We waited on the sidewalk. Robert tossed his chauffeur's cap into the trunk and stripped off his uniform jacket. Strapped beneath his thick left shoulder was a leather holster that held a large automatic pistol.

“My goodness,” said Mrs. Parker. “Is that loaded?”

“Yes, ma'am,” said Robert.

Mrs. Parker looked him up and down, puffed out her cheeks, and then audibly sighed.

Robert laid down the uniform jacket and lifted a suit coat that matched his black pants. He slipped into it and buttoned it shut. Like the chauffeur's jacket, it had been well tailored. Unless you looked carefully, you could not see the faint swell in the fabric caused by the holster.

“Sorry to make you wait, ma'am,” he said to Miss Lizzie.

“Not at all, Robert. Perhaps you should lead the way.”

We could hear the music even before we reached the building—the tinkling of a piano, the thumping of drums, the earnest wail of a trumpet.

Three black men were sitting on the stoop, two of them side-by-side on the first step, the third sitting two steps up, his forearms on his knees, his right hand holding the neck of a large beer bottle.

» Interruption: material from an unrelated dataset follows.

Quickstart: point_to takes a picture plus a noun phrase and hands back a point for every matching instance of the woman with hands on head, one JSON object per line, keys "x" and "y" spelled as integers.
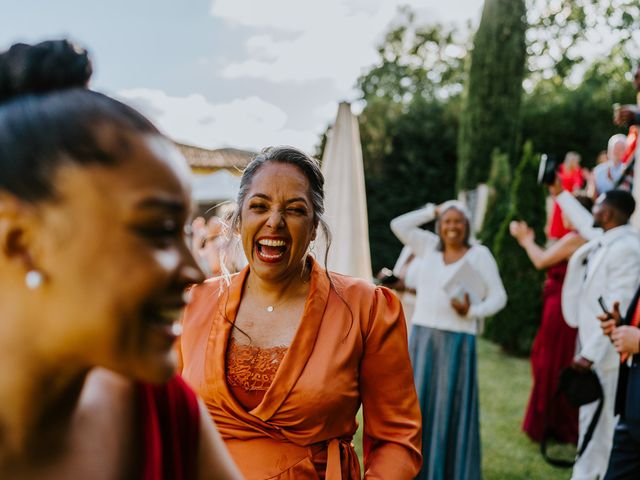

All the men wore suits, and they all had their coats opened and their ties loosened. They looked up at us without expression, their faces shuttered.

“Evening,” said Robert.

The man with the beer bottle nodded. “Sure is.”

“Excuse us,” said Robert.

No one stood, no one changed expression, but the man sitting farthest to the left moved his knees slightly to the right.

We went up the steps, Robert leading, then Miss Lizzie and her walking stick, then me and Mrs. Parker, and finally Mr. Liebowitz. As we reached the top of the stoop, the man with the beer bottle said something, and the others laughed.

We followed the thumping of the drums up the stairs, the sound growing louder as we rose. Between the third and fourth floor, we passed a couple wrapped in a passionate embrace, their hands scrambling at each other's shoulders. They ignored us. On the fourth floor, where the music was loudest, we stepped out into the hallway.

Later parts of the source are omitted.